David strengthened himself in the Lord
In 1 Samuel 30, we read about David facing one of the low points in his life. David was on the run from Saul and he decided that the most dangerous place could, in fact, be the safest place. He stayed among the Philistines, in a place called Ziklag (somewhere in the Negev region in southern Israel today). From there, he made raids on territories belonging to the enemies of Israel.
David was very careful to cover his tracks. When he went on a raid, he saw to it that he left no one alive who could tell the tale, so to speak. In modern standards, it would have been very brutal and savage, not all that different from what Genghis Khan would later do. If his Philistine hosts would ask him where he went, he would simply make up a story to avert their potential suspicion of his loyalties. Here we have a ruthless killer and liar. So let’s not have a sanitised view of who David was. He was no saint. He kept this on for a while.
In a rough neighbourhood like the middle east, you could be a raider one day, and then be a victim of a raid the next day. It should hardly be a surprise that by 1 Samuel 30, David found himself the victim of a raid by the Amalekites. The attacked the city of his residence, Ziklag. In contrast to David, they didn’t kill everybody, but instead carried them off—his wives and children and that of his men’s. It sounds humane, but one must remember that there was no such thing as human rights in those days. If you were carried off, you could be sold into slavery (including sexual slavery). Your raider could do anything he wanted with you, absolutely anything.
Thus it was that David and his men returned from one of their forays, and found, to their shock and horror, their safe haven in flames, their loved ones gone. Naturally, David and his men were in great anguish. They wept until they could weep no more. One can only imagine the terrible weight that David carried on his shoulders. He was responsible, not just for his men, but for his and their families. It was so bad, that his own men talked about stoning him.
To give you a frame of reference, it is as though I had led WAC into some crisis that caused us great pain, and all of you start talking about kicking me out (to put it delicately). 4 years of friendship gone in a single instant.

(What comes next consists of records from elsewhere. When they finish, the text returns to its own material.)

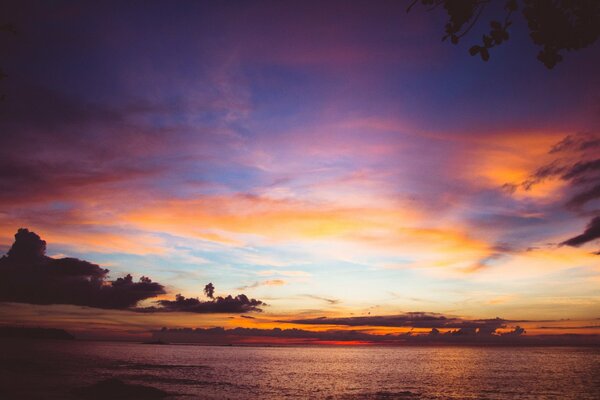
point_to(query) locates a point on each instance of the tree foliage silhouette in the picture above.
(554, 25)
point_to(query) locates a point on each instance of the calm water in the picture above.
(48, 370)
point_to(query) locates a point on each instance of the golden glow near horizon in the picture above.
(360, 174)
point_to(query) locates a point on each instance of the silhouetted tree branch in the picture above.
(554, 25)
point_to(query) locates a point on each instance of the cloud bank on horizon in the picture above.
(330, 160)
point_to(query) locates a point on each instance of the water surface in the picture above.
(51, 369)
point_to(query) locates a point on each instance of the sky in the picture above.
(329, 160)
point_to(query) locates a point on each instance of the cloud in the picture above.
(27, 275)
(229, 304)
(269, 282)
(464, 336)
(410, 319)
(325, 299)
(578, 165)
(592, 232)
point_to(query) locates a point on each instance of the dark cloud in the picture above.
(584, 197)
(229, 304)
(464, 336)
(577, 164)
(411, 319)
(577, 142)
(592, 232)
(209, 290)
(27, 275)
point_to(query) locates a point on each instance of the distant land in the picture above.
(253, 336)
(16, 332)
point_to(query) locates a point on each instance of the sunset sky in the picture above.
(330, 159)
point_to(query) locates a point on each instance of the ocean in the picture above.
(52, 369)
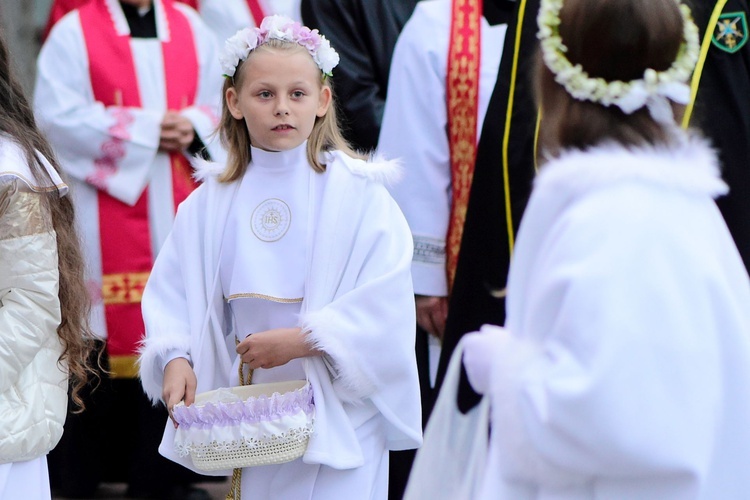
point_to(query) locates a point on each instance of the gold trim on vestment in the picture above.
(508, 120)
(462, 89)
(123, 288)
(123, 366)
(263, 297)
(695, 83)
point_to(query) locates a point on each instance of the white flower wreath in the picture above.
(652, 90)
(239, 46)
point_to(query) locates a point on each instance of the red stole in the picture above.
(462, 93)
(124, 230)
(256, 11)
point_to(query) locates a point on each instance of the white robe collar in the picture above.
(121, 23)
(13, 162)
(376, 169)
(690, 166)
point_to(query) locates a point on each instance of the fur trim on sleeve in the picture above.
(150, 355)
(376, 169)
(204, 169)
(349, 380)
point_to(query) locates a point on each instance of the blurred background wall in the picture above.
(22, 23)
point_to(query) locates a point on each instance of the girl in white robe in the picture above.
(294, 259)
(623, 366)
(44, 333)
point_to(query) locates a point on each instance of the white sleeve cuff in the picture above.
(174, 354)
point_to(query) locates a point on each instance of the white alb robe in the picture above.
(78, 126)
(358, 305)
(624, 374)
(415, 125)
(226, 17)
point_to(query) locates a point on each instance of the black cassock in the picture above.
(364, 33)
(722, 107)
(505, 157)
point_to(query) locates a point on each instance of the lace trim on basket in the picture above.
(294, 435)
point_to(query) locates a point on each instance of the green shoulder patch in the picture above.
(730, 34)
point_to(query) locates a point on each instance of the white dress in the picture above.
(357, 304)
(624, 374)
(25, 480)
(262, 271)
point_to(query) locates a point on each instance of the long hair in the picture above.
(614, 40)
(326, 134)
(18, 123)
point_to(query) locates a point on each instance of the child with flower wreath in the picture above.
(293, 259)
(623, 366)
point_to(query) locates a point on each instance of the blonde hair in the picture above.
(325, 136)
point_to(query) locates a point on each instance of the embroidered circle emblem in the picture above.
(271, 220)
(730, 34)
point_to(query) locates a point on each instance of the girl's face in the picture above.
(279, 98)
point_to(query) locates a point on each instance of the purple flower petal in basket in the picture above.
(210, 414)
(233, 412)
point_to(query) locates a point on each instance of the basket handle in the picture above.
(235, 491)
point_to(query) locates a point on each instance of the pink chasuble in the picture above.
(256, 11)
(127, 257)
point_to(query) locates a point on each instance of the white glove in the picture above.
(480, 350)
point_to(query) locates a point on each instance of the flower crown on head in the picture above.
(239, 46)
(653, 90)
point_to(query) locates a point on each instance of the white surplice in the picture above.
(415, 129)
(226, 17)
(357, 303)
(625, 370)
(78, 126)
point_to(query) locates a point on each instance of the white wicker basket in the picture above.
(244, 426)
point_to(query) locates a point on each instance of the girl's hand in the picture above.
(431, 314)
(273, 348)
(179, 384)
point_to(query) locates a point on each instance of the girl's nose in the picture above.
(282, 108)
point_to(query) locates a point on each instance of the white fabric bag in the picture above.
(451, 462)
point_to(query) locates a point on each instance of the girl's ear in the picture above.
(325, 101)
(233, 103)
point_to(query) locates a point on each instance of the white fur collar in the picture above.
(377, 169)
(691, 166)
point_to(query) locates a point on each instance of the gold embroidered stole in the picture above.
(462, 93)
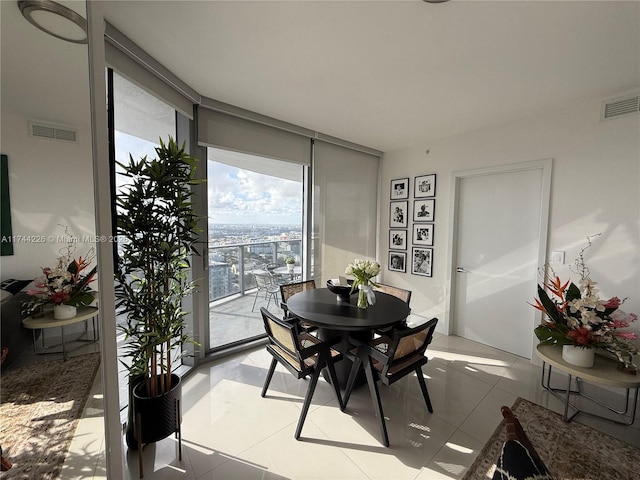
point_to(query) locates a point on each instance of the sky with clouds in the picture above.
(236, 195)
(247, 197)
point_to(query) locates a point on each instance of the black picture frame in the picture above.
(397, 239)
(422, 261)
(398, 262)
(399, 189)
(398, 213)
(424, 186)
(424, 210)
(423, 234)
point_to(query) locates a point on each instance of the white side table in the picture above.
(604, 372)
(84, 314)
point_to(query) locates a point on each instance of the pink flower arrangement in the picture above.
(67, 283)
(577, 316)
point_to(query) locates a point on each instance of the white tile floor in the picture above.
(231, 432)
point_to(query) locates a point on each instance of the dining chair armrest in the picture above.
(370, 351)
(318, 347)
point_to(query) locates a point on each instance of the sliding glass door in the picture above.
(255, 223)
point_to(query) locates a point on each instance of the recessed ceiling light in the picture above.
(55, 19)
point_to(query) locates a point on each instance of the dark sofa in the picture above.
(14, 336)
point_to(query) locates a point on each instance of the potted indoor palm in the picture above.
(157, 230)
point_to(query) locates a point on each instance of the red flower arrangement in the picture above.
(577, 316)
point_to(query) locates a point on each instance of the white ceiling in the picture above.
(389, 74)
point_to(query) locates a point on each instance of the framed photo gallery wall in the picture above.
(421, 234)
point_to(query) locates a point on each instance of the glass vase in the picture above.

Anybody in such a situation would quickly and understandably fall into a crippling despair. Your own people, whom you have invested great effort in winning their trust and respect, emphatically rejecting you and wanting you dead. David certainly was distressed (who wouldn’t be?).
Yet in verse 6, we find something important: But David strengthened himself in the Lord.
This is perhaps what set David aside from everyone else. He knew where his trust was supposed to be.
To strengthen oneself in the Lord doesn’t mean we pretend the problem doesn’t exist. It doesn’t pretend that all is rosy. As I mentioned in this year’s AGM, what is the appropriate response is to recognise a problem in the fullness of its gravity. It is to see the hopelessness of the situation.
And then, while keeping the heart-stopping danger in your sight, to intentionally remember that we worship a God that is bigger than all our crises put together. After that, you make the conscious choice to trust (the invisible) God above the (highly visible) problem in front of you screaming for your attention.
This is not to say that it is easy. It isn’t natural. It is far easier to try and grasp for something visible and tangible—a fat wallet, a written guarantee, anything to fulfil the idiom where a bird in hand is better than two in the bush.
Yet what marks mature Christians from others is their capacity to put them in the invisible God, rather than insist on visible guarantees.
How do they do it?
The answer is in Psalm 5:3—O Lord, in the morning you hear my voice; in the morning I prepare a sacrifice for you and watch [emphasis mine]. In some manuscripts it says, “I direct my prayer to you and watch”. Both convey the same meaning.
The easy thing is to clamour for certainty (good luck insisting on that with God). The more difficult thing is to commit the matter to God…and watch. Again, harking to AGM, where I preached on Israel preparing to cross the Red Sea as doing nothing but waiting for the Lord to work His salvation.
So, for things we are praying and hoping for, let us do what is right in the sight of God (and this primarily involves prayer), and then watching for His resolution of our crisis (or crises).